How the One Percent Deals with Drought in California

Anna Louise Bardach tells the story of Montecito, California, an extremely wealthy enclave near Santa Barbara, which has enough money to buy its way out of the drought.
Graham Prentice / Shutterstock

"Though gifted with green hills and splendid ocean views," writes Bardach, "Montecito has the geologic misfortune to have been built on land with precious little water—indeed, less water than any other part of the central coast of California.

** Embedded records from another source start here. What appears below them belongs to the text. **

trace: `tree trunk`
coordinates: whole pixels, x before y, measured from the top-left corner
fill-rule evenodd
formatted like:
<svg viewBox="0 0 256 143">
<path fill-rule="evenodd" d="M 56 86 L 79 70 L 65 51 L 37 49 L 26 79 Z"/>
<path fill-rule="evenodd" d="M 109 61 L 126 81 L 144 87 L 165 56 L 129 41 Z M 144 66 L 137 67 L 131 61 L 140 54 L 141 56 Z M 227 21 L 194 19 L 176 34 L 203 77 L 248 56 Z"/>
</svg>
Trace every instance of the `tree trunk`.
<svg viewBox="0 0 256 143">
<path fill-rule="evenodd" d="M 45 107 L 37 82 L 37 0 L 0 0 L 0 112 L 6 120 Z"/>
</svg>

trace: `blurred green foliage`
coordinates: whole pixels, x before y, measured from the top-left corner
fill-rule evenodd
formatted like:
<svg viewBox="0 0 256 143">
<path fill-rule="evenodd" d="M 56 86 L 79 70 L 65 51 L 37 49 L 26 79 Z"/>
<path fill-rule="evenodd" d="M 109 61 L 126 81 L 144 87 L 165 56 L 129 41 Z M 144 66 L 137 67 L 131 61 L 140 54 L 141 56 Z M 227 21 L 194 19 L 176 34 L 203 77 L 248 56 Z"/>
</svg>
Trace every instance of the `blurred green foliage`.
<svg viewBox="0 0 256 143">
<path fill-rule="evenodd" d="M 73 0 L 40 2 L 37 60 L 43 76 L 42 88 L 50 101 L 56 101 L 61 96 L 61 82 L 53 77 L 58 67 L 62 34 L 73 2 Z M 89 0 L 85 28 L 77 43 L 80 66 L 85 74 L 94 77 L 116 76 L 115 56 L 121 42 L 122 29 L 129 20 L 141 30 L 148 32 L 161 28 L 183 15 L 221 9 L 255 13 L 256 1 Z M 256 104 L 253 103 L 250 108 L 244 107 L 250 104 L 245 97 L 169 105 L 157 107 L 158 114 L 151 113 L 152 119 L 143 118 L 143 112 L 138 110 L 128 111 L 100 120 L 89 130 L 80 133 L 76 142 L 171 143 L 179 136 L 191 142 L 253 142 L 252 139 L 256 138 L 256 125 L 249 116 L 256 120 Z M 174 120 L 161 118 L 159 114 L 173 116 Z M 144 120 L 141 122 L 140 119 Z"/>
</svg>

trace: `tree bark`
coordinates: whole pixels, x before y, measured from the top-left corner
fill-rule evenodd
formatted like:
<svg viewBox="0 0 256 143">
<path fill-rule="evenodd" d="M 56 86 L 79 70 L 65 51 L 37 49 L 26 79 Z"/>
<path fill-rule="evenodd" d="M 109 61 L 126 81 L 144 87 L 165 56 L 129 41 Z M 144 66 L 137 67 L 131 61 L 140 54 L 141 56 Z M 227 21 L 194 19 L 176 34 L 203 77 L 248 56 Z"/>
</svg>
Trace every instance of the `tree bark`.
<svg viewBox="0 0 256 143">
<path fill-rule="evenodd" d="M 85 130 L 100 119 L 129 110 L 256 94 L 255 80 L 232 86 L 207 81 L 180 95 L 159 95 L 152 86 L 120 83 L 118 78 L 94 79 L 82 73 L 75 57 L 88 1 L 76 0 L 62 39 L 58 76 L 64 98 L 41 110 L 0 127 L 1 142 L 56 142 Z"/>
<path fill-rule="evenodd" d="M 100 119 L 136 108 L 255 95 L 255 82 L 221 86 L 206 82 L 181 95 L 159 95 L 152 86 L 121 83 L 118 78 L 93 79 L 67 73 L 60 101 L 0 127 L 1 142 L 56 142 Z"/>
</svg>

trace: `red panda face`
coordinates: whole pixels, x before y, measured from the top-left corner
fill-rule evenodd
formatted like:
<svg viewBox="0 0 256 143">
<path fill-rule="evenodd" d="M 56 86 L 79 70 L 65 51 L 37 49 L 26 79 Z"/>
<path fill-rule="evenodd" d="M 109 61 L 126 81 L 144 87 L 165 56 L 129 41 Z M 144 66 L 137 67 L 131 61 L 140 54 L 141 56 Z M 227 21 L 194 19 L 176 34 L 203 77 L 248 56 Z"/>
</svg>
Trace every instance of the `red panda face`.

An aquifer runs nine miles under southern Santa Barbara County, but only a tiny sliver extends into Montecito."

Since the beginning of the year, the Montecito Water District has implemented restrictions like ceasing construction on new homes, prohibiting the construction of pools and spas, and existing pools and spas being exempt from town water.

"For the most part, residents have embraced the restrictions," explains Bardach, "allowing Montecito to cut its water usage by 48 percent and leaving vast aprons of yellowed lawns as evidence."

The catch, however, is the scofflaws. In May, for instance, "837 defiant—or careless—residents coughed up $532,000 in penalties, or a collective overage of about 13 million gallons of town water." 

Then there are cases like Pat Nesbitt, CEO of Windsor Capital (the majority owner of Embassy Suites). Nesbitt has "long sought to convince local officials that his polo field, which is part of his 20 acre estate, is entitled to a discounted agricultural water rate. And he’s sued the Montecito Water District—twice, according to the water district’s attorney—to make his case." (He failed.)

Others are simply paying to ship water in from other, also presumably drought stricken locations. The most famous example, according to the anecdote that opens the article, is Oprah's 40-acre estate.